Although we remain optimistic that we can reach an agreement that benefits all of New Frontier Media’s shareholders in a timely manner, we are committed to protecting the value of our investment and continue to be prepared to pursue any and all actions available to us in order to maximize all shareholders’ interests. We believe it is imperative upon the Special Committee to allow the shareholders to decide for themselves the future of this company, including whether to accept our offer, or, if one is received, a higher and better offer, or to reject all offers. Under any of these circumstances, we will be content in knowing that it was OUR actions that resulted in greater shareholder value and choice.

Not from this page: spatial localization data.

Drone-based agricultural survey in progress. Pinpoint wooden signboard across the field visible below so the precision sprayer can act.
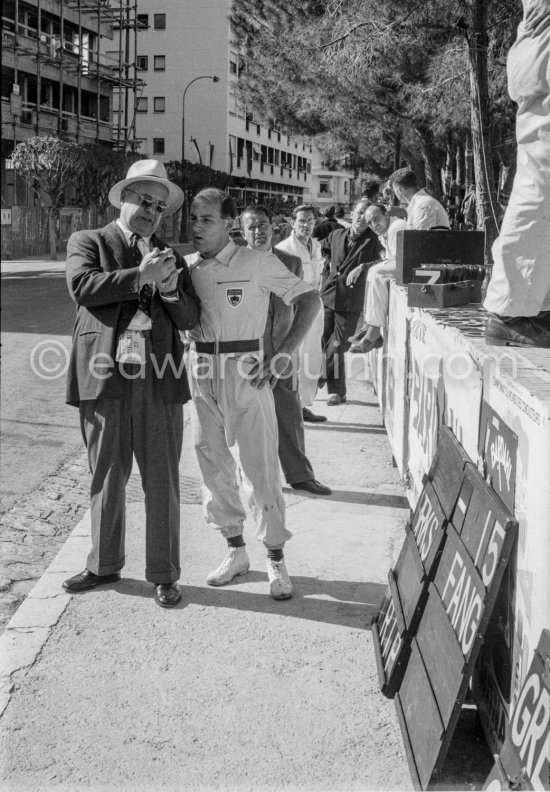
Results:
[479,401,518,513]
[483,756,512,792]
[428,425,471,519]
[395,465,517,789]
[500,630,550,789]
[396,229,484,286]
[372,483,446,698]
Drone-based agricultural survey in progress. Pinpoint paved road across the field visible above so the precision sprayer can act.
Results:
[0,261,82,512]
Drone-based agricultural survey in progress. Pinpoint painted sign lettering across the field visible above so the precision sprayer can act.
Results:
[479,402,518,512]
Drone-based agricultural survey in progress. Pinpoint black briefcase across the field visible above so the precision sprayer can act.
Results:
[396,229,485,286]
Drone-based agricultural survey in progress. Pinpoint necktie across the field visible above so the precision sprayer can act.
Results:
[130,234,153,316]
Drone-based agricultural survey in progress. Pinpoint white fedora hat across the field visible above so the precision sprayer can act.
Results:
[109,160,185,214]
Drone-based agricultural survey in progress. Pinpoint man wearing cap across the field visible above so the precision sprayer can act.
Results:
[63,160,200,608]
[186,188,321,600]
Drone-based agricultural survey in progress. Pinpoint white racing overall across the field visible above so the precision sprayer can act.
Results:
[186,242,311,549]
[483,0,550,316]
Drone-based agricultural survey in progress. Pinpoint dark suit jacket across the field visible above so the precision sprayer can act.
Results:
[264,248,304,354]
[321,228,382,313]
[66,222,200,405]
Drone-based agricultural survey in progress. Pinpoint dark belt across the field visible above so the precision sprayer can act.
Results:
[195,338,260,355]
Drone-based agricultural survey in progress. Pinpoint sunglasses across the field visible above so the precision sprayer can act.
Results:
[126,188,168,214]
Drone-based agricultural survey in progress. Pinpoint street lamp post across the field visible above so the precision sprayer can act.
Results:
[181,74,220,165]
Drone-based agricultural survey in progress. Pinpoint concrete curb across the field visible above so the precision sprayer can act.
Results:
[0,511,91,717]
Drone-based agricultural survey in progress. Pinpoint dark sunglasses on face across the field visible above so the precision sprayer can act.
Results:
[126,189,168,214]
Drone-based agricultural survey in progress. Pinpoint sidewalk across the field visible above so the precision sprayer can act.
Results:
[0,381,412,792]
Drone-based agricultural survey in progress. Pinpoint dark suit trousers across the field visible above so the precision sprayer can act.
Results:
[80,342,183,585]
[273,377,315,484]
[319,306,361,397]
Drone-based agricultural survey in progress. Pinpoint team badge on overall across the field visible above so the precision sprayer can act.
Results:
[225,289,243,308]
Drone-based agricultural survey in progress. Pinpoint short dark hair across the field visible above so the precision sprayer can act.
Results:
[351,195,372,212]
[193,187,237,220]
[361,179,380,201]
[241,204,273,223]
[292,204,315,220]
[390,168,420,190]
[365,204,388,214]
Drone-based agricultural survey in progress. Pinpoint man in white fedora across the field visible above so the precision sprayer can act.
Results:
[63,160,199,608]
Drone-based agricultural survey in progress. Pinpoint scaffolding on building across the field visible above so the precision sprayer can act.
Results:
[2,0,145,151]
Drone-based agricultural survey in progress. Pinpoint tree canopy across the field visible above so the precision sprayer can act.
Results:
[231,0,521,255]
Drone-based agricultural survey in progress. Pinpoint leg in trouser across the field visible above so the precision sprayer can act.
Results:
[192,358,292,599]
[365,259,395,327]
[483,13,550,347]
[132,370,183,585]
[298,311,324,407]
[79,398,132,576]
[349,259,395,353]
[323,308,360,404]
[273,374,314,484]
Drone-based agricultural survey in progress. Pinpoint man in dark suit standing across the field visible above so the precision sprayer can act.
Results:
[319,198,382,407]
[63,160,199,608]
[241,205,331,495]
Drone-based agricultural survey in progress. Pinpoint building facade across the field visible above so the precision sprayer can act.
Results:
[311,148,354,210]
[2,0,139,206]
[123,0,312,204]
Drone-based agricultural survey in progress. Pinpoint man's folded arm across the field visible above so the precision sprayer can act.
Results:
[66,233,143,307]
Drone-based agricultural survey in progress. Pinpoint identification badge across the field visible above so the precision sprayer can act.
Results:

If the shareholders reject all offers, we will roll up our sleeves as a significant shareholder and hopefully under the guidance of a better qualified and more appropriately compensated Board of Directors seek to further enhance value for all shareholders.

 

Of course, no binding obligation on the part of New Frontier Media or the undersigned shall arise with respect to the proposal or any transaction unless and until such time as definitive documentation satisfactory to us and approved by New Frontier Media’s Board of Directors is executed and delivered.

 

We would like to move forward immediately and are ready to meet and start immediate negotiations to maximize value for all shareholders. It is our belief that this offer is fair and in the best interest of the Company and its shareholders, and that the shareholders will find such a proposal attractive if presented to them.